In my whining I thought about all those churchy stories where people go to the scriptures and, just opening up to random passages, find answers to all their questions and queries. "Ha!" I thought, "That never happens to me. I bet it's not even real!" I knew I was being bratty, but I was feeling pretty angry, so I continued on with my petty tirades for a while longer, until I actually opened up the scriptures. And found some...not quite answers...but definite personal applications. Since they're my "answers," I'm going to hold on to them for just a little bit longer, but I will tell you they were in 2 Nephi 4 and Jacob 5. I will also tell you that I felt pretty amazed to find out and feel that God was listening, even to my tantrum. Even to my brattiness.

So, though I'm still completely unsure as to what's going to happen and why in the world we're experiencing this particular adventure called no-job, I am also holding on to the pinprick of light that I can't seem to deny or diminish with logic. God knows me, hears me, helps me. I am grateful.

Saturday, March 1, 2008


With "The Other Boleyn Girl." Thank goodness.

Do not read this book. Do not listen to this book. Do not even contemplate this book.

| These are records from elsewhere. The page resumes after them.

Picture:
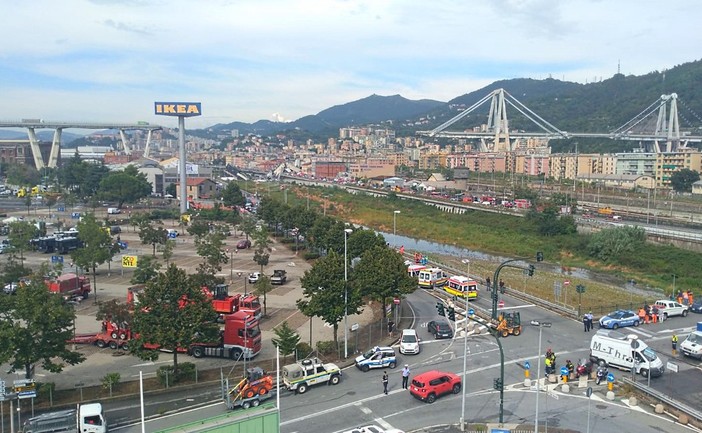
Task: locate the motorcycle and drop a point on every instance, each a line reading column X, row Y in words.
column 584, row 368
column 601, row 372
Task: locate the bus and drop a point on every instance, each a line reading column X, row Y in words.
column 413, row 270
column 432, row 277
column 462, row 286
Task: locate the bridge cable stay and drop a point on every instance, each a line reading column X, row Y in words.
column 638, row 118
column 529, row 114
column 461, row 115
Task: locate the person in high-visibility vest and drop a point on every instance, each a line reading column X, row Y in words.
column 674, row 340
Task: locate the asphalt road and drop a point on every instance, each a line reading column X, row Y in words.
column 358, row 399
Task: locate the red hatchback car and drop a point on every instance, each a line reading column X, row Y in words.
column 432, row 384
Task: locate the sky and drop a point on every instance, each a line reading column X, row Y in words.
column 247, row 60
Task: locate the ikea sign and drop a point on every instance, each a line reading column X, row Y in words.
column 180, row 109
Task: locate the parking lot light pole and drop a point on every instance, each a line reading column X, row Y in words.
column 541, row 326
column 496, row 278
column 394, row 222
column 346, row 293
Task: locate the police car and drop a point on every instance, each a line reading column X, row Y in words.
column 377, row 357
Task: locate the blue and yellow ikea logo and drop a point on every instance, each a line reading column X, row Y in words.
column 184, row 109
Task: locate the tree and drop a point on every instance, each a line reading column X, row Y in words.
column 262, row 287
column 382, row 274
column 21, row 232
column 286, row 339
column 127, row 186
column 34, row 327
column 146, row 270
column 682, row 180
column 324, row 292
column 152, row 233
column 175, row 314
column 232, row 196
column 248, row 225
column 363, row 240
column 97, row 249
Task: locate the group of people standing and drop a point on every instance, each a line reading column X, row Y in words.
column 405, row 379
column 587, row 321
column 684, row 297
column 550, row 362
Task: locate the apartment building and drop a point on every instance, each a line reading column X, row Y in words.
column 669, row 162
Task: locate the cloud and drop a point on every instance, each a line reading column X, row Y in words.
column 247, row 59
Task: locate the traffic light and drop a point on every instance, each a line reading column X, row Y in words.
column 531, row 270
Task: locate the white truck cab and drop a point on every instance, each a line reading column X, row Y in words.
column 671, row 308
column 692, row 346
column 625, row 352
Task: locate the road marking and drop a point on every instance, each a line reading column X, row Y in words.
column 638, row 331
column 517, row 306
column 386, row 425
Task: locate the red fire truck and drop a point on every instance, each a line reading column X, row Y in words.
column 241, row 337
column 225, row 304
column 69, row 285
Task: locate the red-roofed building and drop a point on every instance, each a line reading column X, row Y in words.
column 198, row 188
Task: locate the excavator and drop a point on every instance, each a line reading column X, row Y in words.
column 256, row 383
column 509, row 324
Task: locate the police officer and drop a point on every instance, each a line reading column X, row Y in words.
column 674, row 340
column 405, row 377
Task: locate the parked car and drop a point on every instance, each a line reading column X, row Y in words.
column 620, row 319
column 409, row 343
column 440, row 329
column 377, row 357
column 671, row 308
column 254, row 277
column 10, row 288
column 432, row 384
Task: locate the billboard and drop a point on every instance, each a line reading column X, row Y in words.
column 179, row 109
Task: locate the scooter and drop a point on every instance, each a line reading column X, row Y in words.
column 584, row 368
column 601, row 372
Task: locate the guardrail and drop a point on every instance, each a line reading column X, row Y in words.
column 557, row 308
column 694, row 415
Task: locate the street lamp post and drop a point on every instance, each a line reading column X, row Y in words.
column 346, row 293
column 673, row 285
column 231, row 265
column 541, row 326
column 394, row 222
column 507, row 263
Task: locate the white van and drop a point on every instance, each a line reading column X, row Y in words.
column 692, row 346
column 625, row 352
column 409, row 343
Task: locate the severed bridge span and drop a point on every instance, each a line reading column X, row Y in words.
column 31, row 125
column 657, row 127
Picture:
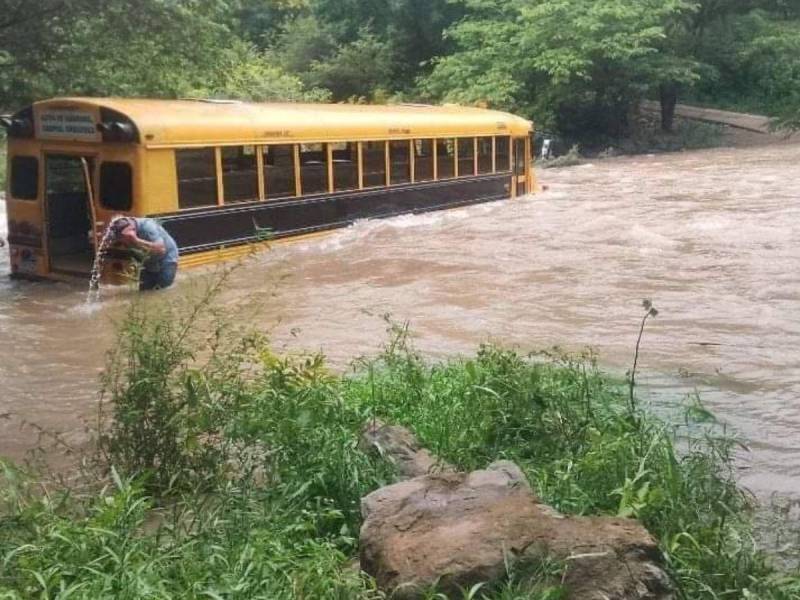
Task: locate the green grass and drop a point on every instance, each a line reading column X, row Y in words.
column 237, row 473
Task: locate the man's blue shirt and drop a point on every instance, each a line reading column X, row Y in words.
column 152, row 231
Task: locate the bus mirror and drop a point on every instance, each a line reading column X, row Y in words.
column 16, row 127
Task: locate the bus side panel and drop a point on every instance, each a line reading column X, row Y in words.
column 205, row 229
column 26, row 239
column 159, row 188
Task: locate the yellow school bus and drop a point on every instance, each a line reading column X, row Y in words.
column 223, row 175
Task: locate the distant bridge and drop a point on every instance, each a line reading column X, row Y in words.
column 748, row 122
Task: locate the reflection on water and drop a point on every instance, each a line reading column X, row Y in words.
column 713, row 238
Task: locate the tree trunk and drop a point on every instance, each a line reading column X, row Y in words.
column 669, row 98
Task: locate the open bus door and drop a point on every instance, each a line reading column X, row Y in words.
column 520, row 166
column 69, row 213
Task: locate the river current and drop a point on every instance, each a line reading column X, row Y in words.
column 711, row 237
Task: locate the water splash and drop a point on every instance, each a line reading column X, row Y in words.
column 93, row 294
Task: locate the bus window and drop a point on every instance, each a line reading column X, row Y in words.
column 519, row 156
column 374, row 164
column 423, row 160
column 24, row 177
column 116, row 187
column 445, row 158
column 502, row 154
column 239, row 173
column 279, row 171
column 466, row 157
column 197, row 177
column 484, row 155
column 313, row 168
column 345, row 166
column 400, row 161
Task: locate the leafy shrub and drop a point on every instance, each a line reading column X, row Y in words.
column 236, row 473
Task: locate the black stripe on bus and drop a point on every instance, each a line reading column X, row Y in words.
column 197, row 230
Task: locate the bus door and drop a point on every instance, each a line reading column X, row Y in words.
column 68, row 213
column 519, row 168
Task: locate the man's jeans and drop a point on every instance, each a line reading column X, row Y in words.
column 157, row 280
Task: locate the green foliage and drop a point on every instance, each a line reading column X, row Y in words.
column 240, row 473
column 588, row 61
column 233, row 472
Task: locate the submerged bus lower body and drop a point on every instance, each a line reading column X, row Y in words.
column 62, row 247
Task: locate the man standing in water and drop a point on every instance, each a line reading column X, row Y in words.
column 161, row 252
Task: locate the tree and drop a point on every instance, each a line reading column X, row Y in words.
column 164, row 48
column 592, row 60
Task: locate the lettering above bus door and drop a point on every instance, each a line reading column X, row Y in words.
column 24, row 261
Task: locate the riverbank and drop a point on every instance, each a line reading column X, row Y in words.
column 236, row 473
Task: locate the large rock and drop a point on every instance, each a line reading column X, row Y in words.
column 457, row 529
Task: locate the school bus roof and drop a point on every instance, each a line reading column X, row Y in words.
column 208, row 122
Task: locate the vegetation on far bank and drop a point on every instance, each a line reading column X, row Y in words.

Unless, of course, you like tasteless, vulgar, trite, poorly written tales of sisters who are jealous, mean-spirited, and in all other ways poorly portrayed...then you might enjoy this forever long tale of the nasty Boleyn siblings (brother George doesn't get to look too good in here, either).

There is something to be said about women's societal strictures. We've come a long way, baby. But Gregory hardly addresses this in any worthwhile way, and it's no reason to read this book. It also made me think of how we mess up our world when we don't teach our children to be fair, nice, and just. If everything and everyone tells you that a) you are amazing, wonderful, and all powerful and b) you should get everything you want, you will most certainly believe that a) you are amazing, wonderful, and powerful and b) you should throw tantrums if and when you don't get everything you want. Hence we have King Henry VIII, and a few other rotten rulers throughout history, as well.

I most certainly wasted a good deal of time with this book. I count it as service to now warn you to stay away from this novel and avoid making the same mistake I did in ever getting started. I'm going to have to do penance and read nothing but math textbooks and Greek poetry from here on out. It will be a refreshing change from this novel!